Marla Lipkin

I look for light; that quality of light that defines the mood, that describes the landscape, whether it’s overcast, brilliant, or the setting sun. We get a different effect, always different and quite inspiring. It’s always like that when I go to The Cape. From the tip of Provincetown, by the rocks that take you to the sandbar where Long Point Light resides, that is a wonder of light. Fifty miles out at sea, this is a place of very magical light. I’ve painted many works from there – all are different, yet they are from the same location – just a slight turn of the head – and you see the dunes, violet at dusk. Straight ahead, and you get the reds and oranges flying off the water! Or, the most brilliant blue sky with hugh puffs of clouds riding high – all reflected in the marsh at high tide.

The northeast coast is a great adventure to paint. But it’s not the tightly realist canvas that I’m after. It’s the personal and emotional relationship I feel for what I’m looking at as an artist – abstracted and interpreted. I want you to feel like you can walk into that landscape, feel the air, the grass blowing in the wind, engulfed in the light. I want you to know the place, as I do.

Biography

Marla Lipkin was born in the Bronx in New York City. She still lives in New York, with her studio in Long Island City.
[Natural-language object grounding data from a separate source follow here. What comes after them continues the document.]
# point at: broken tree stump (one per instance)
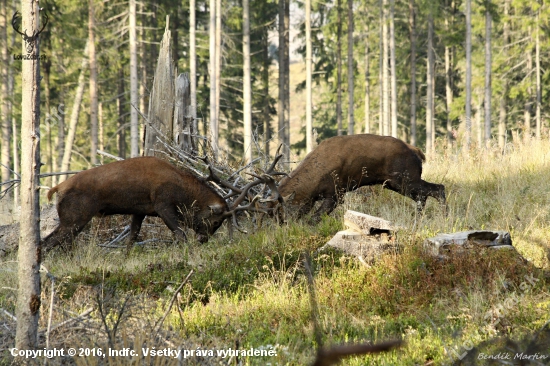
(367, 237)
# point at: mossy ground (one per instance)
(252, 291)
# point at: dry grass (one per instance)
(252, 292)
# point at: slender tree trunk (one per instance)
(528, 99)
(385, 70)
(193, 61)
(143, 70)
(448, 80)
(266, 106)
(287, 81)
(4, 117)
(100, 141)
(468, 116)
(282, 30)
(16, 165)
(429, 88)
(339, 67)
(538, 116)
(381, 111)
(367, 83)
(15, 145)
(247, 86)
(60, 136)
(488, 74)
(121, 136)
(478, 125)
(393, 71)
(71, 133)
(351, 104)
(412, 32)
(29, 257)
(218, 73)
(309, 108)
(284, 91)
(48, 120)
(212, 71)
(93, 85)
(134, 129)
(504, 96)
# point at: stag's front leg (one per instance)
(170, 217)
(135, 227)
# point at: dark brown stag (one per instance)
(144, 186)
(345, 163)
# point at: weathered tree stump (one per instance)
(367, 237)
(464, 240)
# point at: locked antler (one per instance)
(243, 193)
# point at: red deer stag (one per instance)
(143, 186)
(344, 163)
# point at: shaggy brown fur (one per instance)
(144, 186)
(345, 163)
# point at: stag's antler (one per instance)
(244, 192)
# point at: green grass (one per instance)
(253, 290)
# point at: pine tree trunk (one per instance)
(71, 133)
(265, 81)
(367, 83)
(429, 88)
(218, 74)
(309, 96)
(488, 74)
(385, 70)
(286, 147)
(93, 85)
(504, 97)
(247, 92)
(468, 116)
(29, 257)
(538, 106)
(284, 78)
(339, 67)
(351, 104)
(393, 71)
(193, 61)
(143, 70)
(4, 117)
(381, 72)
(280, 109)
(528, 98)
(412, 32)
(121, 136)
(448, 80)
(134, 128)
(212, 71)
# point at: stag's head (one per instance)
(29, 40)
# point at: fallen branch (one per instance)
(68, 321)
(157, 326)
(9, 315)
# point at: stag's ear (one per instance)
(216, 209)
(290, 197)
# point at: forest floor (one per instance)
(252, 292)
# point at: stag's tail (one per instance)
(51, 192)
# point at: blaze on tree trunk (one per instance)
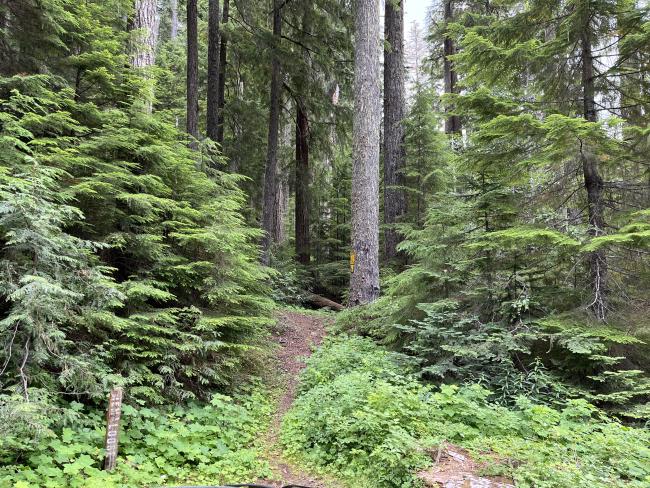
(269, 205)
(212, 115)
(394, 105)
(364, 280)
(594, 186)
(452, 122)
(302, 185)
(192, 73)
(223, 52)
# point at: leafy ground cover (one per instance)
(362, 416)
(209, 443)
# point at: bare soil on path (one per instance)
(296, 334)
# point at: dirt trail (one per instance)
(296, 334)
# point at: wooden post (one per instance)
(112, 427)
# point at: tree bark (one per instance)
(452, 122)
(364, 280)
(302, 185)
(223, 52)
(212, 115)
(269, 204)
(145, 24)
(173, 5)
(594, 185)
(192, 73)
(394, 108)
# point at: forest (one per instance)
(315, 243)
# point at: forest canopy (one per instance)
(473, 191)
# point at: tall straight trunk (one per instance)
(452, 122)
(394, 108)
(173, 6)
(223, 52)
(302, 185)
(364, 280)
(269, 204)
(145, 24)
(594, 186)
(192, 73)
(213, 70)
(144, 27)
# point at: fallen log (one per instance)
(323, 302)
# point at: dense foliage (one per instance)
(521, 274)
(362, 416)
(211, 443)
(515, 307)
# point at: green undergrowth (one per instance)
(209, 443)
(362, 416)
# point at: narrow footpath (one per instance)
(296, 334)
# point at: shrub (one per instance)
(361, 416)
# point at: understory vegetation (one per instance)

She graduated from Music and Art High School, went onto The Cooper Union School of Art, Architecture and Engineering, where she studied painting with Paul Resika, Leland Bell and Marcia Marcus. The artist also has a Masters from Hunter College.

Ms. Lipkin has enjoyed several residencies. Her earliest – while still at Cooper Union was at the Provincetown Workshop, where she studied with Victor Candell and Leo Manso. When she graduated from Cooper, Ms. Lipkin went to the South of France for the winter/spring residency at the Michael Karolyi Foundation in Vence. Since then, she has been invited more than once to the Edna Saint Vincent Millay Colony for the Arts in Austerlitz, NY.

Traveling to Cape Cod and Southern Maine are her most constant sources of material and inspiration. On recent visits to the Florida Keys, the small mangrove islands at sea have caught her imagination. She is currently working on a series of Island at Sea paintings which capture deep turquoise waters and fantastic late day light. Ms. Lipkin continues to work on her passion of exploring light near to or by the sea, whether it’s the northeast or the southern Atlantic.